C‟est dans le même ordre d‟idée que Dominique Wolton souligne: « Il n’y rien de pire pour la démocratie que quand le citoyen décroche. Malheureusement, on ne peut que constater dans notre pays, comme dans d’autres pays occidentaux, ce désintérêt croissant » (Wolton, 1993 : 4).

Face à ce constat « inquiétant » du décrochage du citoyen de la politique, les dispositifs sociotechniques pourraient, selon certaines études, aider à remédier à ce désenchantement envers le monde politique. D‟où le recours grandissant aux dispositifs numériques, notamment l‟internet. D‟après Michel Marcoccio, « L’internet est présenté par ses promoteurs comme un instrument permettant d’améliorer les fonctionnements démocratiques en instrumentant de nouvelles formes de participation au débat public » (Marcoccio, 2003 : 5). Les acteurs de la vie politique mobilisent cet outil pour inciter les citoyens à participer aux débats publics en ligne, sur des questions d‟intérêt commun, comme ce fut le cas avec le forum de discussion de Rennes Métropole et le collectif « Sauvons les Longs Champs », tous deux abordant la construction de la ligne B du métro.

Michel Marcoccio ajoute que : « L’internet peut intervenir dans quatre séquences du processus démocratique : l’information (par la consultation des portails gouvernementaux, la mobilisation, le débat et la prise de décision » (Marcoccio, 2003 : 5). Aujourd‟hui, le rôle que joue internet dans la mobilisation et la structuration des mouvements sociaux est assez saisissant. À cet effet, nous pouvons citer l‟exemple des « printemps arabes » où les réseaux sociaux ont largement contribué à la mobilisation des foules grâce au partage d‟information sur Internet. Il en est de même pour les mouvements « Occupy Wall Street » formé à New York (États-Unis) en 2011, et les « Indignés», mouvement qui a vu le jour à Madrid (Espagne) en mai 2011. De nombreuses études se sont penchées sur le rôle fédérateur qu‟a pu jouer internet par le biais des réseaux sociaux. Et dans le cas de notre terrain d‟étude, internet a été l‟un des moyens de communication du collectif « Sauvons les Longs Champs » et de l‟Association MUSE. Nous y reviendrons dans nos prochains développements.

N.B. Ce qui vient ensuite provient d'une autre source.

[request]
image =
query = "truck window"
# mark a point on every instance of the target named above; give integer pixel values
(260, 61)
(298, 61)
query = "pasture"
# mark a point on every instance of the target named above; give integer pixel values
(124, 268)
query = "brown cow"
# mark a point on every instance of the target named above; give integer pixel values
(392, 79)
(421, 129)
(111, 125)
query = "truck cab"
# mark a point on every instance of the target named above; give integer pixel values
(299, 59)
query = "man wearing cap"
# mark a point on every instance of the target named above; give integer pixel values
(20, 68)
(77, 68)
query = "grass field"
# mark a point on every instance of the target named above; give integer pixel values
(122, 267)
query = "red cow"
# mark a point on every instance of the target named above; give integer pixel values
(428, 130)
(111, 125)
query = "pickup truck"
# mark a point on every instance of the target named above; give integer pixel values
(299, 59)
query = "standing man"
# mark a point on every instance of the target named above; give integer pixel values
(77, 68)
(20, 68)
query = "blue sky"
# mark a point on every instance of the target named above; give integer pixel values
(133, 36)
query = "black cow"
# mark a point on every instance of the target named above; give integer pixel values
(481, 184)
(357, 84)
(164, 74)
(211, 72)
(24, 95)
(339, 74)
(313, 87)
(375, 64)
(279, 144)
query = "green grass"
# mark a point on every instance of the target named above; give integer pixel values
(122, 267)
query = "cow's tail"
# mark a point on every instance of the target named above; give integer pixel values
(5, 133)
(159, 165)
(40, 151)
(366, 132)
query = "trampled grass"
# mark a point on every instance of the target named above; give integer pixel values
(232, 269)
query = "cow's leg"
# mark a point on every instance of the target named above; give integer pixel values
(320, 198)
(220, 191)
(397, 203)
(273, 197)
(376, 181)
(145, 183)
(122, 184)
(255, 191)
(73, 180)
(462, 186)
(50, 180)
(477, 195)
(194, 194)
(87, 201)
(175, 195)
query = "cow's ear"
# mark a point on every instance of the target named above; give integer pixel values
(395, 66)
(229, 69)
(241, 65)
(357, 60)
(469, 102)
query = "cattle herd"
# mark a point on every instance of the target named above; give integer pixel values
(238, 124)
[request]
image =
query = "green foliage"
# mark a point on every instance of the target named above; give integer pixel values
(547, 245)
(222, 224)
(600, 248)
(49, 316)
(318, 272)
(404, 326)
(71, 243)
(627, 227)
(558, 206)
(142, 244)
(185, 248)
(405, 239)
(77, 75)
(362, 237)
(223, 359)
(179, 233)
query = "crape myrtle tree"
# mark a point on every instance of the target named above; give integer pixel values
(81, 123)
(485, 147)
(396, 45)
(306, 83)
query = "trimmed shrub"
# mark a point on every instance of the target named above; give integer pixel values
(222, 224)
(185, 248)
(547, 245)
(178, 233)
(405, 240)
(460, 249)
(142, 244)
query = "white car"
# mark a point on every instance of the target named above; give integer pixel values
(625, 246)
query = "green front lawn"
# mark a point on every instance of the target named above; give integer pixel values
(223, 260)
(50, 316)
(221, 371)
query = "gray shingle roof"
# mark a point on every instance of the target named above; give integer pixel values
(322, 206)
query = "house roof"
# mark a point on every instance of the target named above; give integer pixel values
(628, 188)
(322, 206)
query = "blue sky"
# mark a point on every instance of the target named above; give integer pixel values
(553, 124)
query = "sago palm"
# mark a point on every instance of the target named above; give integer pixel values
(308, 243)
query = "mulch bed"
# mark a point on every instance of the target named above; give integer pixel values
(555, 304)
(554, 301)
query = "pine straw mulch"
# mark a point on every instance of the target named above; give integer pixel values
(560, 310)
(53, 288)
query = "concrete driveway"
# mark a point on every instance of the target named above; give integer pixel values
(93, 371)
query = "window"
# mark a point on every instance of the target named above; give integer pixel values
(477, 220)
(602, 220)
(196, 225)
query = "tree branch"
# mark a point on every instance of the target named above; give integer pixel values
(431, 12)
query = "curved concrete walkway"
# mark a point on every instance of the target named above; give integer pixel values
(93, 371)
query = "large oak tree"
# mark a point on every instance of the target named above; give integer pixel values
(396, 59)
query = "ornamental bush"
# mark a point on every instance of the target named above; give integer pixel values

Par ailleurs, Michel Marcoccio souligne que :

L’apport essentiel de l’internet à la vie démocratique réside pour le moment dans la possibilité offerte aux internautes de participer à des discussions politique en ligne. Cet aspect n’est pas négligeable. En effet, la conversation en ligne peut être vue comme une forme élémentaire de la participation politique car elle développe la capacité d’identifier et d’exprimer des intérêts et contribue à développer les

méthodes nécessaires pour le débat politique dans la vie réelle. (Marcoccio, 2003 : 6).

Aujourd‟hui, sur de nombreux sujets, les citoyens expriment leurs opinions sur les forums de discussion qui y sont dédiés.

C‟est dans le même ordre d‟idée que Thierry Vedel souligne que, « L’internet est vu comme un instrument permettant de stimuler et d’enrichir la discussion entre les citoyens » (Vedel, 2007 : 8).

De ce qui précède, nous estimons que le déploiement des dispositifs sociotechniques aurait pour objectif de pallier l‟inaccessibilité des espaces publics classiques dédiés à la participation du public. Le caractère ouvert et interactif de l‟internet est assez souvent considéré comme l‟un des moyens efficaces pour inciter les citoyens à s‟impliquer dans la vie politique locale, voire nationale et internationale, comme les pétitions en ligne relatives aux questions environnementales.

Comme nous le verrons plus loin, le forum de discussion de Rennes Métropole dédié au métro a servi comme un nouvel espace public où une centaine des avis ont été déposés sur la problématique du métro.